The five lawsuits all contain similar allegations about health claims made by General Mills regarding its Cheerios cereal. For years, the company has included the line: “you can Lower Your Cholesterol 4% in 6 weeks" on the front of its boxes, as well as “clinically proven to lower cholesterol”.
But the Food and Drug Administration (FDA) issued the company with a warning letter about the on-pack claims in May, because although the agency allows a claim linking a reduced risk of heart disease through eating whole grains from oats, it does not allow companies to claim a specific rate of risk reduction. The plaintiffs have all said that General Mills made false claims which led them to eat the cereal as a way to lower cholesterol in line with those claims.
Now, the lawsuits will be combined into one multi-district federal suit at New Jersey District Court. The federal panel said in the transfer order that due to the similarity of the allegations, centralization was appropriate as a way to “eliminate duplicative discovery, prevent inconsistent pre-trial rulings…and conserve the resources of the parties, their counsel and the judiciary.”
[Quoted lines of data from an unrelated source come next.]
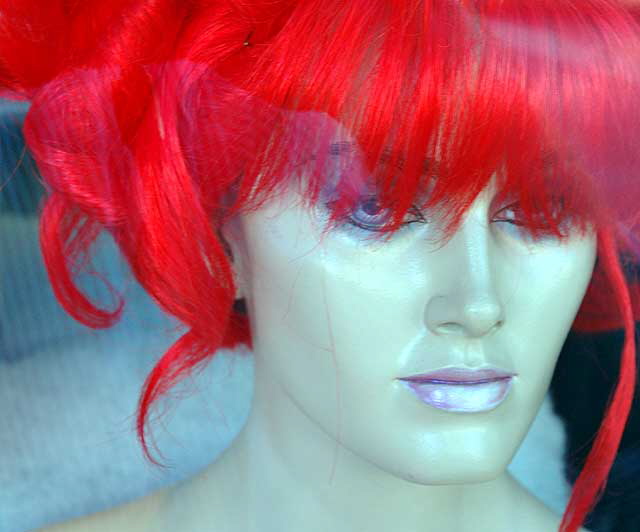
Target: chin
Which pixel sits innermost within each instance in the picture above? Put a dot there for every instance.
(458, 471)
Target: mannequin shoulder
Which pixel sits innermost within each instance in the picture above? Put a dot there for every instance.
(136, 516)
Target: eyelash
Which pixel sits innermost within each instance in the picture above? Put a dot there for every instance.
(349, 220)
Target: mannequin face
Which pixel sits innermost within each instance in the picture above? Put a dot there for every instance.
(341, 316)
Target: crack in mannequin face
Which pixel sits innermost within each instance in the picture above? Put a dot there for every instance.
(337, 318)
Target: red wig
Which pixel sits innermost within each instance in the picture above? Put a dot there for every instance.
(158, 120)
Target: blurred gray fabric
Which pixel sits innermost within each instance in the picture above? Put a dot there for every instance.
(68, 396)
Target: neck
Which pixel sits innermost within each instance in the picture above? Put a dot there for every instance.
(284, 473)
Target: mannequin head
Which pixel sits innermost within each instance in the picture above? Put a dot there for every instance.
(202, 122)
(337, 317)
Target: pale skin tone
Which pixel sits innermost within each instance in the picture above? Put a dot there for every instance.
(333, 441)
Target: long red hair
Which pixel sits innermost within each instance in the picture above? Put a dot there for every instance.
(158, 120)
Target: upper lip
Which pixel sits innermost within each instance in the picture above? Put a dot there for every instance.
(461, 375)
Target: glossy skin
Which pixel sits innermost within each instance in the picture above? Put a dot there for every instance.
(336, 320)
(334, 441)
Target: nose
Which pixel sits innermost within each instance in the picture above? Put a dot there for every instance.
(465, 300)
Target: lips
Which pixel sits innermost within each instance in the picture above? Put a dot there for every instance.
(460, 375)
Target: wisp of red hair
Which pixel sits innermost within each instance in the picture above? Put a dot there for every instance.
(160, 120)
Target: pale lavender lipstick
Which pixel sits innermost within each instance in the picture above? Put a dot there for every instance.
(461, 389)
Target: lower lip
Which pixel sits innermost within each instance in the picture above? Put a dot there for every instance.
(479, 397)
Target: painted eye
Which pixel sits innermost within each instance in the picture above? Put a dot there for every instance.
(370, 215)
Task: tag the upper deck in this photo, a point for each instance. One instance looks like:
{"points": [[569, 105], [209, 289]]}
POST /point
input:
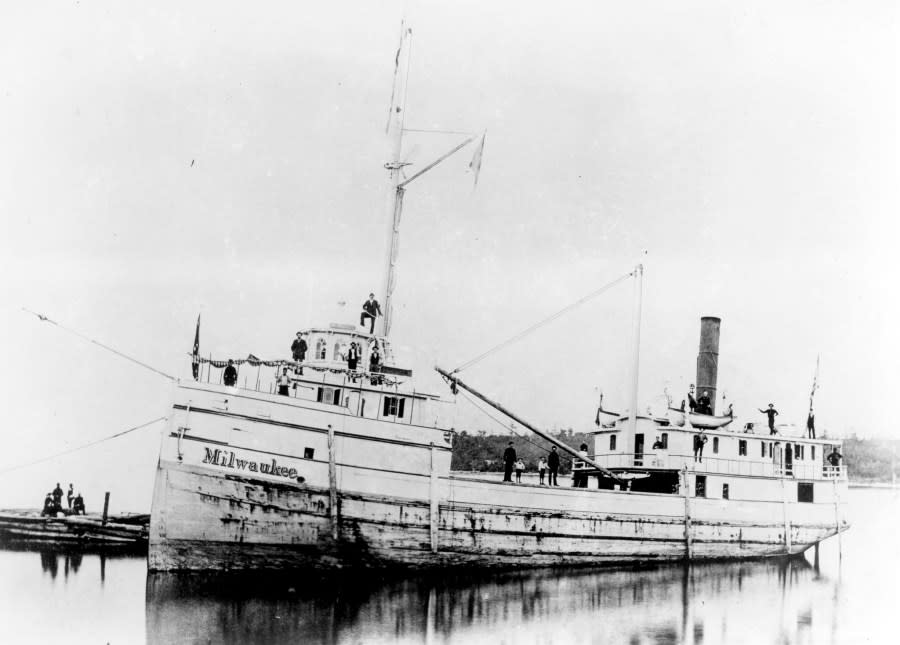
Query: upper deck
{"points": [[665, 447], [325, 377]]}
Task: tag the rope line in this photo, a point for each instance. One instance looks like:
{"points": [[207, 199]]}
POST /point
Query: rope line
{"points": [[82, 447], [44, 318], [503, 425], [543, 322]]}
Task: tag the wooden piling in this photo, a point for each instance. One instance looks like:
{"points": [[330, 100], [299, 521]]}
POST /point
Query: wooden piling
{"points": [[787, 519], [332, 484], [688, 537], [434, 508]]}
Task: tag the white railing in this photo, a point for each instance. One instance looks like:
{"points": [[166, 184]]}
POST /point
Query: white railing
{"points": [[715, 465]]}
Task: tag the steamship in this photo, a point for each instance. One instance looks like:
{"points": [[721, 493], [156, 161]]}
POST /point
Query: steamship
{"points": [[352, 468]]}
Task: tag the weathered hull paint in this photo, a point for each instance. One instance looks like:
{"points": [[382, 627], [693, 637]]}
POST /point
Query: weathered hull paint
{"points": [[395, 503], [213, 522]]}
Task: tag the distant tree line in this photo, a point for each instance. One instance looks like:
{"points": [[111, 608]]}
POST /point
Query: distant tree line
{"points": [[866, 459], [870, 459]]}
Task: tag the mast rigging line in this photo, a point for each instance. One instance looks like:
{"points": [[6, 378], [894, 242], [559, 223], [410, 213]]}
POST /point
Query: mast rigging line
{"points": [[82, 447], [543, 322], [503, 425], [44, 318]]}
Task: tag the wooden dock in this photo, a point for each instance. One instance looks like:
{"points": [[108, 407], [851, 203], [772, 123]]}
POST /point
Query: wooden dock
{"points": [[28, 525]]}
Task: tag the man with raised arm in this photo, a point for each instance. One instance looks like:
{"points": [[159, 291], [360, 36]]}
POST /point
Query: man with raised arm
{"points": [[371, 309], [771, 412]]}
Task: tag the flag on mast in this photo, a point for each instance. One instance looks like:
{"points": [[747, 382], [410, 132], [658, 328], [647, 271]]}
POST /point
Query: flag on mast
{"points": [[475, 164], [195, 354]]}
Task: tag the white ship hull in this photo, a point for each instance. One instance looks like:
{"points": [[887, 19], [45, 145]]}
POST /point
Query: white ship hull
{"points": [[384, 496]]}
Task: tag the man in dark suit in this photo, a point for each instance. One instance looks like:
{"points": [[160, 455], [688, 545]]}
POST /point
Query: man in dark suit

If the cases cannot be settled at the multi-district level, they will be returned to the federal courts from which they came: the Eastern District of California, the District of New Jersey, the Eastern District of New York, and two from the Central District of California.
The warning letter from the FDA back in May said that eating Cheerios was “not generally recognized as safe and effective for use in preventing or treating hypercholesterolemia or coronary heart disease.”
At that time, General Mills said in a statement: “The science is not in question…the clinical study supporting Cheerios’ cholesterol-lowering benefit is very strong.”